O-I ferme son atelier en Charente : un signe des temps
Mauvaise nouvelle pour l'industrie de l'emballage des produits de luxe. L'atelier de décoration des bouteilles haut de gamme d'O-I Glass, situé à Gensac-la-Pallue en Charente, vient d'annoncer sa fermeture définitive. Spécialisé dans les finitions sophistiquées pour les spiritueux et le cognac, le site est directement impacté par le ralentissement économique et les incertitudes géopolitiques. Un signe des temps difficiles pour ce secteur d'activité.
Un marché du luxe sous tension
Le site de Gensac-la-Pallue, qui employait 17 personnes, réalisait des décorations haut de gamme (sérigraphie, marquage à chaud, peinture, satinage...) pour embellir les contenants en verre des plus grandes marques de spiritueux. Des prestations à forte valeur ajoutée, destinées principalement à l'export.
Mais le marché des alcools de luxe traverse une zone de turbulences. Déjà affecté par la pandémie de Covid-19 et ses répercussions sur le travel retail, le duty free et la consommation de prestige, il doit maintenant faire face à de nouvelles menaces :
- Les sanctions douanières imposées par la Chine sur les alcools européens, en réponse aux mesures de l'UE visant le secteur automobile.
- Les risques de hausses des droits de douane aux États-Unis brandis par Donald Trump, fraîchement élu.

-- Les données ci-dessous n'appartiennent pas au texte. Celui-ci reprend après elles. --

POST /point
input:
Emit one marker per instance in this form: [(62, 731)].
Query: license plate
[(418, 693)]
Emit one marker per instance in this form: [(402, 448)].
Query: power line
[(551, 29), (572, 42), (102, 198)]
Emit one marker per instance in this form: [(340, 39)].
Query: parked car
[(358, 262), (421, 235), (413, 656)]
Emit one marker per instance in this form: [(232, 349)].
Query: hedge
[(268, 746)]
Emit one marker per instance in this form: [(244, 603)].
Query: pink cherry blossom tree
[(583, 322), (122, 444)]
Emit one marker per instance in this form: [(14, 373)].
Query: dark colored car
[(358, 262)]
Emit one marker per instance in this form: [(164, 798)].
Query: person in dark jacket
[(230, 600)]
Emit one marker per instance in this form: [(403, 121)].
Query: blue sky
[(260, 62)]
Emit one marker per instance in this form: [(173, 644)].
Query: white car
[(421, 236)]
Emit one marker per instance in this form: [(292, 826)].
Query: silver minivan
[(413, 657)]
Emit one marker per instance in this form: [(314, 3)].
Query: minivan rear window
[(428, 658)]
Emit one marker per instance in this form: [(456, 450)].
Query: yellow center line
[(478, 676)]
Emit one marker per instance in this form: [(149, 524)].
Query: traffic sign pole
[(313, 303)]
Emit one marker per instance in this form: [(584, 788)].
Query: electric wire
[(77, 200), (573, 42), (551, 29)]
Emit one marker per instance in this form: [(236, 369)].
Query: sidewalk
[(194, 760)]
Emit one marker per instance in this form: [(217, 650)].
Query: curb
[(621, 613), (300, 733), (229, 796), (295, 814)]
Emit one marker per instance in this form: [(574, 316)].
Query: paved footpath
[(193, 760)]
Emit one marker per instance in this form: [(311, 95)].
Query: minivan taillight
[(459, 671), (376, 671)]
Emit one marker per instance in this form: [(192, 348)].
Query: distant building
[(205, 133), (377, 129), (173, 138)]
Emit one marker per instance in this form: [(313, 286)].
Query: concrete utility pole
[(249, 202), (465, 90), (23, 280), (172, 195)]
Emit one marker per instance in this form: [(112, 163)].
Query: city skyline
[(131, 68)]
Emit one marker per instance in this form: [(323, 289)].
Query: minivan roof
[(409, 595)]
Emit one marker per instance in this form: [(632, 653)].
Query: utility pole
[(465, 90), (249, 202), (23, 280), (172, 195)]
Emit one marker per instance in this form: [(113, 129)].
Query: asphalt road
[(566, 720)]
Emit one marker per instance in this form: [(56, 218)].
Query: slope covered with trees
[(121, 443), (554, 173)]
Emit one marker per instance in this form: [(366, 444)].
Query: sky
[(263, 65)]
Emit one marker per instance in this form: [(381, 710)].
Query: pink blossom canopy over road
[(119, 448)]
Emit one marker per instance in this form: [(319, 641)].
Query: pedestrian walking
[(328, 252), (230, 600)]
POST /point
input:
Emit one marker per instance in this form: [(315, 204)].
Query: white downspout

Résultat, les deux principaux marchés à l'export pour les spiritueux français haut de gamme sont aujourd'hui sous pression. De quoi assombrir les perspectives à court terme pour l'aval de la filière, et en particulier les spécialistes de l'habillage et du packaging de luxe comme O-I.
Baisses des commandes et surcapacités
Très dépendant de la santé des exportations des alcools premium, l'atelier de Gensac-la-Pallue a vu son carnet de commandes fondre ces derniers mois, victime de la conjonction de facteurs défavorables :
- Anticipation d'une chute des ventes de cognac et spiritueux haut de gamme en Chine et aux USA
- Volonté des grandes maisons de réduire leurs stocks et la pression sur leur trésorerie
- Frilosité des donneurs d'ordre à s'engager sur des opérations de prestiges
Déjà confronté comme l'ensemble du secteur de l'emballage de luxe à des surcapacités chroniques, le site n'a pas réussi à amortir cette baisse d'activité. Sa maison mère O-I, géant américain du flaconnage en verre, a donc tranché en faveur d'une fermeture.

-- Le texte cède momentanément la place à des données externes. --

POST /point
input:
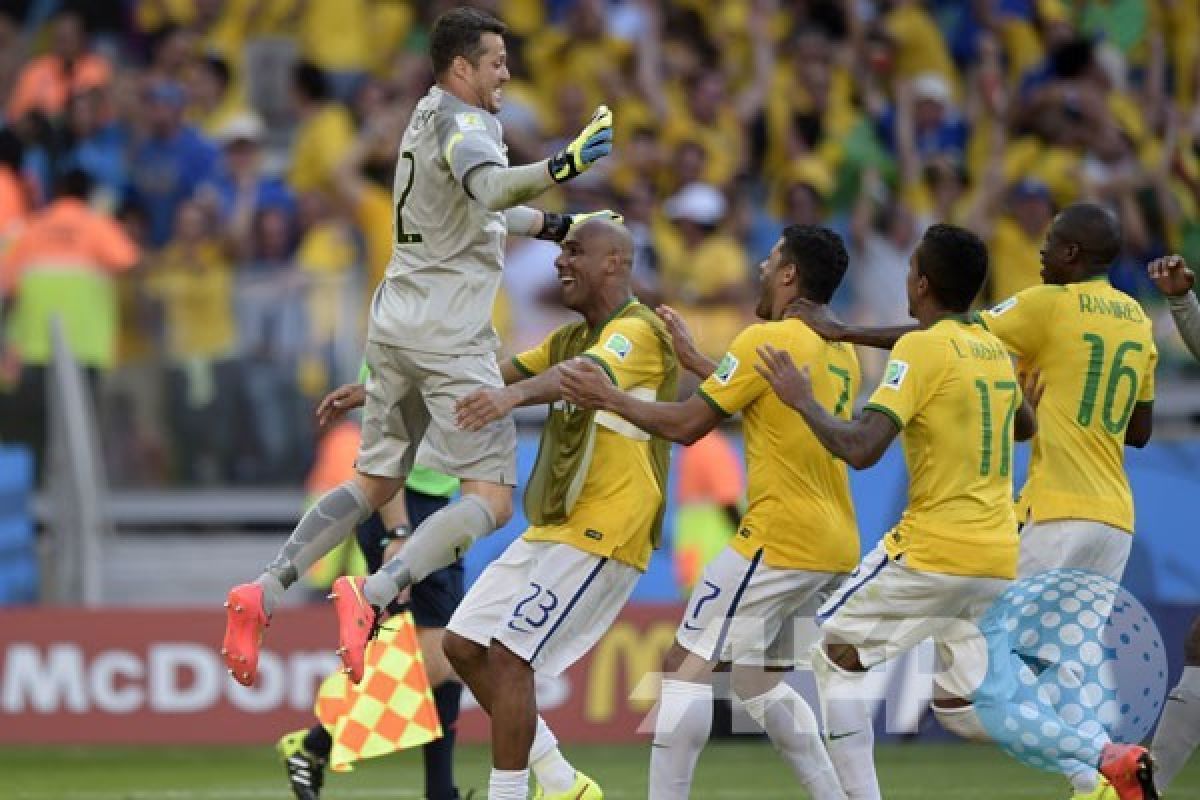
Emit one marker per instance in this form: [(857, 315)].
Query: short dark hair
[(820, 258), (311, 80), (460, 31), (1095, 229), (954, 262)]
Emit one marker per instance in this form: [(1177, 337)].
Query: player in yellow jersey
[(796, 542), (952, 391), (594, 501)]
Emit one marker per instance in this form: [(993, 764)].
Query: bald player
[(594, 503)]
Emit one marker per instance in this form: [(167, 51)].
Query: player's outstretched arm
[(861, 441), (827, 325), (588, 386), (1175, 280)]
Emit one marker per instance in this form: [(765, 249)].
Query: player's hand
[(792, 384), (681, 336), (817, 317), (340, 401), (585, 384), (483, 407), (1032, 386), (1171, 275), (593, 143)]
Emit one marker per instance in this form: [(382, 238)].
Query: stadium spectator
[(60, 268), (169, 162)]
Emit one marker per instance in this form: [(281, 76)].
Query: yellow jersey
[(952, 391), (1095, 348), (619, 501), (799, 511)]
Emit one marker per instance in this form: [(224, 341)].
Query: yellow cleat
[(1103, 792), (585, 789)]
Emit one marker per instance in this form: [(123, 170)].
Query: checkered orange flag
[(391, 709)]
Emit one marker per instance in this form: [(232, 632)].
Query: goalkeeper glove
[(589, 146), (558, 226)]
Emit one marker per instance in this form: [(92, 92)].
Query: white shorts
[(1074, 545), (749, 613), (545, 601), (886, 608)]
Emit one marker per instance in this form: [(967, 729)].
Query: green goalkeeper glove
[(594, 143)]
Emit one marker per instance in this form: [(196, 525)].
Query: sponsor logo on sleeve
[(895, 373), (618, 346), (1001, 307), (726, 368), (469, 121)]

Confronté à une baisse structurelle de son carnet de commandes, le site de Gensac-la-Pallue n'avait plus les moyens de poursuivre son activité.
– Un porte-parole d'O-I
Un avenir incertain pour la filière
Si elle n'est pas une surprise dans le contexte actuel, cette fermeture vient rappeler la fragilité de l'écosystème de l'emballage de luxe, et sa sensibilité aux à-coups de la conjoncture internationale. Un coup dur également pour le bassin industriel cognaçais, qui perd un acteur historique de la décoration de flacons de spiritueux.
Plus globalement, l'épisode soulève la question de l'avenir de cette filière d'excellence hexagonale, prise en étau entre :
- La montée en puissance d'une concurrence étrangère agressive (Chine, pays de l'Est)

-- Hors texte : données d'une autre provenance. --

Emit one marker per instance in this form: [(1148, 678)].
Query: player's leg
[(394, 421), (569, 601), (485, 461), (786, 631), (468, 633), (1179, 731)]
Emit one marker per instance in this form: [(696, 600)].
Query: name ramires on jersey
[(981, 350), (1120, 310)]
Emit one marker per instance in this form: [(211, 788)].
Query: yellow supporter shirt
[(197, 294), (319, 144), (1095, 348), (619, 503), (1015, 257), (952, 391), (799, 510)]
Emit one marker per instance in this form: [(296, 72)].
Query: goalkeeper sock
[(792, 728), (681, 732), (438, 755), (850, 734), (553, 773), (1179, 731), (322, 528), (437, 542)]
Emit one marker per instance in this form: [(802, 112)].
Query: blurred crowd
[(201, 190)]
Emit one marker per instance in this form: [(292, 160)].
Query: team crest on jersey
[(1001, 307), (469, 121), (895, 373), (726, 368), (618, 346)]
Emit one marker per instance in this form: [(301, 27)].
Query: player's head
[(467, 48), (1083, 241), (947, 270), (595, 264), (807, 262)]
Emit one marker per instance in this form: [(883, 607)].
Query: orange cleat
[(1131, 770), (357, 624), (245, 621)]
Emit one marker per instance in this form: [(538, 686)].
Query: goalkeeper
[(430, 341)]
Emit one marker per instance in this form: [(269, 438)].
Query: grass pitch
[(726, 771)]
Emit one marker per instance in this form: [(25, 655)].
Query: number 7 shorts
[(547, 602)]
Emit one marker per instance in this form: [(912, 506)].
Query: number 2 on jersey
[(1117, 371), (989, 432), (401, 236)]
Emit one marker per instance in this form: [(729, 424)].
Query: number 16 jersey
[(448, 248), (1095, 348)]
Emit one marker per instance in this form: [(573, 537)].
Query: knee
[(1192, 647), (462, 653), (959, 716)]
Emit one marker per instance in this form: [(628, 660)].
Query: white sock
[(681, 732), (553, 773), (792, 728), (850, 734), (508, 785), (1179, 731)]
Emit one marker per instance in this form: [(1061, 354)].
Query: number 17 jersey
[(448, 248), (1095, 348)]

- Les menaces protectionnistes qui pèsent sur les exportations des produits de luxe "made in France"
Dans ces conditions, jusqu'à quand les savoir-faire d'exception des artisans et manufacturiers français de l'habillage premium pourront-ils résister ? L'enjeu est de taille pour ce fleuron tricolore, qui emploie plusieurs milliers de personnes et contribue au rayonnement mondial des vins et spiritueux français.
Vers une relocalisation des approvisionnements ?
Face à ce constat préoccupant, certains acteurs de la filière réfléchissent déjà à des alternatives pour pérenniser la production de packaging de prestige dans l'Hexagone. C'est notamment le cas de la Fédération française de la Cosmétique, qui plaide pour une relocalisation des approvisionnements.
Il faut inciter les donneurs d'ordre à s'approvisionner en France, en mettant en avant la qualité et la réactivité de notre écosystème. C'est indispensable pour maintenir nos compétences.
– Patrick O'Quin, président de la FEBEA
Reste à convaincre des clients exigeants, déjà séduits par les sirènes de la délocalisation. Un sacré défi dans le contexte inflationniste actuel. Mais peut-être la clé pour endiguer le déclin amorcé par la fermeture du site O-I de Gensac-la-Pallue.